TERÇA FEIRA, 29 DE JULHO DE 2014.
A memória do lavrador Virgílio Cachoeira de Oliveira, de 98
anos, guardou por
quase um século uma data que não estava escrita em lugar algum.
Lavrador Virgílio Cachoeira de Oliveira, de 98 anos de idade.
No fundo da cabeça,
dia e ano ficaram intactos. Em outubro de 2013, Virgílio foi à Defensoria
Pública de Aurora do Tocantins, cidade onde mora com a mulher, pedir que esta
data constasse de um documento que ele nunca havia conseguido tirar: o primeiro registro civil de nascimento.
Um pouco antes de
morrer, quando Virgílio 'era bem pequeno', a mãe deixou o bebê no povoado da
Ilha do Bananal, hoje interior do Tocantins.
O pai, Manoel
Cachoeira de Oliveira, já havia partido tempos antes. À população, Maria
Cachoeira de Oliveira contou que o menino havia nascido na cidade de
Taguatinga, em uma segunda-feira, 2 de agosto de 1915.
Quase cem anos se
passaram sem que o lavrador conseguisse tirar o registro, que dá origem à
certidão de nascimento. Sem este papel, ele não pôde fazer nenhum documento de
identidade ou CPF. "Não conheci mãe, não conheci pai. Quem cuidou de mim
foi o povo", lembra o lavrador, que resolveu entrar com o pedido de
registro na Justiça para requerer a aposentadoria. "Fui criado com o mundo,
no Bananal. Ficava com um, com outro, trabalhando na roça. Nunca fui à
escola."
O juiz Jean Fernandes
Barbosa de Castro, que cuidou do caso e confirmou que o lavrador não tinha
nenhum documento, classificou como um 'atentado aos direitos fundamentais' e 'à
dignidade da pessoas humana', Virgílio ter passado 98 anos sem o registro de
nascimento.
Em abril de 2014, o
pedido do lavrador foi aceito e ele foi registrado.
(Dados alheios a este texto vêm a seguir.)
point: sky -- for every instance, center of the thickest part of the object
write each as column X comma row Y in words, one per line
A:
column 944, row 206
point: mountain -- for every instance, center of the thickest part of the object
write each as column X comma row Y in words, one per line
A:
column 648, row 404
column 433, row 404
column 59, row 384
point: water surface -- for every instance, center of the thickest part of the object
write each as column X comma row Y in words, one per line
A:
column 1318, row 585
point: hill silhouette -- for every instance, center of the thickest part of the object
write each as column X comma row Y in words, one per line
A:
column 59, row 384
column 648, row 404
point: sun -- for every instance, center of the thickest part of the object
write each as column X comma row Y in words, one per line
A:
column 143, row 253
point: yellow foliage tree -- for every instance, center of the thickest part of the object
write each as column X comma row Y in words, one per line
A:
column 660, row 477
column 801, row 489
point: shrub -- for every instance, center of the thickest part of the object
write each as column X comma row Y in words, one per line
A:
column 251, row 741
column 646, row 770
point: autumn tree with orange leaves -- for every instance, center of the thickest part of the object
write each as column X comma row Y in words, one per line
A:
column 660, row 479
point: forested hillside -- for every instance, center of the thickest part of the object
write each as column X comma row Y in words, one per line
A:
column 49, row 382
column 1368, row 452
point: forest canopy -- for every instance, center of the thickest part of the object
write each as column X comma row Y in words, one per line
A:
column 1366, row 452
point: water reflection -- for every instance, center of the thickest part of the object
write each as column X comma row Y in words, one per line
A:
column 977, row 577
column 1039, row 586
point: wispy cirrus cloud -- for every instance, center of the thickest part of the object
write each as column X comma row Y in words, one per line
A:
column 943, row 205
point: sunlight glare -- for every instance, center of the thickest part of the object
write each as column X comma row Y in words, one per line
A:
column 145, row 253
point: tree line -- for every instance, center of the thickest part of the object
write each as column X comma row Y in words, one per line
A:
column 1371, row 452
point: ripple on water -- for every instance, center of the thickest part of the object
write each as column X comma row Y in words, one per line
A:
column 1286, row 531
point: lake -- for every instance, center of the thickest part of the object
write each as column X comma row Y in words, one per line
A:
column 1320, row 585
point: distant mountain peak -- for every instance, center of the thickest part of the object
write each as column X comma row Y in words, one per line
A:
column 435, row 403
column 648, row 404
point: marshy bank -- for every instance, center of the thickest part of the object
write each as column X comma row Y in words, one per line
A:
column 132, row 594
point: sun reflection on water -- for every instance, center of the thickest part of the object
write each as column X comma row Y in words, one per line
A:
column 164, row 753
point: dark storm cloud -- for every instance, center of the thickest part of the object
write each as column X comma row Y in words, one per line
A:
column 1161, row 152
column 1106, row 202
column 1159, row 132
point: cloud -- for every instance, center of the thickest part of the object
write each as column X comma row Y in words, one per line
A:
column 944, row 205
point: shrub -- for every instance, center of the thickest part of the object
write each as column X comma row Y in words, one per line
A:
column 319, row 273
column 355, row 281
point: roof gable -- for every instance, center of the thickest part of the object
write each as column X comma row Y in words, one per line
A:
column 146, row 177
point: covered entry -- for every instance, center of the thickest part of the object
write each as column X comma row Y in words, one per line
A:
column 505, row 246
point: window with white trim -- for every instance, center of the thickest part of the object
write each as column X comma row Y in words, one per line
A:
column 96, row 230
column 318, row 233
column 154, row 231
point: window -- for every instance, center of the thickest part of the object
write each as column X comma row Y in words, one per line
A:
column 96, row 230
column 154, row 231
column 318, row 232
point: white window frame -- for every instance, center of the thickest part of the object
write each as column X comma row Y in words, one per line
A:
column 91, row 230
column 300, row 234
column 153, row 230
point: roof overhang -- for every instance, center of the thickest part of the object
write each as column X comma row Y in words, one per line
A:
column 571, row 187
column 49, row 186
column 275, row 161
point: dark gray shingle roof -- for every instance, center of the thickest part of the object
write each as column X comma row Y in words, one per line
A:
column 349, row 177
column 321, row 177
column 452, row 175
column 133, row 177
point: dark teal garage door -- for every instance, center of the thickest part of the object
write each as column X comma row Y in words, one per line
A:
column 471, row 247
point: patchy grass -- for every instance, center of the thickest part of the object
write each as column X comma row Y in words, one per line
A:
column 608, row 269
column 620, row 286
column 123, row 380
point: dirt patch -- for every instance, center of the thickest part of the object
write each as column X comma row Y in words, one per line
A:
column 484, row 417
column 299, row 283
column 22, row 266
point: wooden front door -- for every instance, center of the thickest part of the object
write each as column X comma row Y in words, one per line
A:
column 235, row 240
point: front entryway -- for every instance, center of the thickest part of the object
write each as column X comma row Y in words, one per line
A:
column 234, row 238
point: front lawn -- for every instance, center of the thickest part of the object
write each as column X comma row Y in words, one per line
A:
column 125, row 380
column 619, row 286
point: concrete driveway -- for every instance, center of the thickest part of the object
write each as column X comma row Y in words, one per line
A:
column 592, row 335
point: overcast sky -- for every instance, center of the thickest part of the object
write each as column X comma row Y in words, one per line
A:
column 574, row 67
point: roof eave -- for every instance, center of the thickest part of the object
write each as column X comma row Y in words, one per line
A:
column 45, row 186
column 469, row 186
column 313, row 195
A falta do documento,
segundo o Conselho Nacional de Justiça, dificulta o acesso aos sistemas
públicos de saúde, educação, renda mínima e a outros benefícios sociais.
Sem o registro, o
lavrador não pôde se casar com a mulher Maria Pereira da Silva, de 78 anos. O
casal se conheceu trabalhando na roça, na Ilha do Bananal.
Da união, nasceram
três filhos, duas mulheres e um homem, e um menino foi adotado. "A gente
puxava enxada para criar os filhos", conta ela. "Eu sou casada na
fogueira de São João. Foi uma festa linda, tinha gente demais."
Fonte: O Estadão.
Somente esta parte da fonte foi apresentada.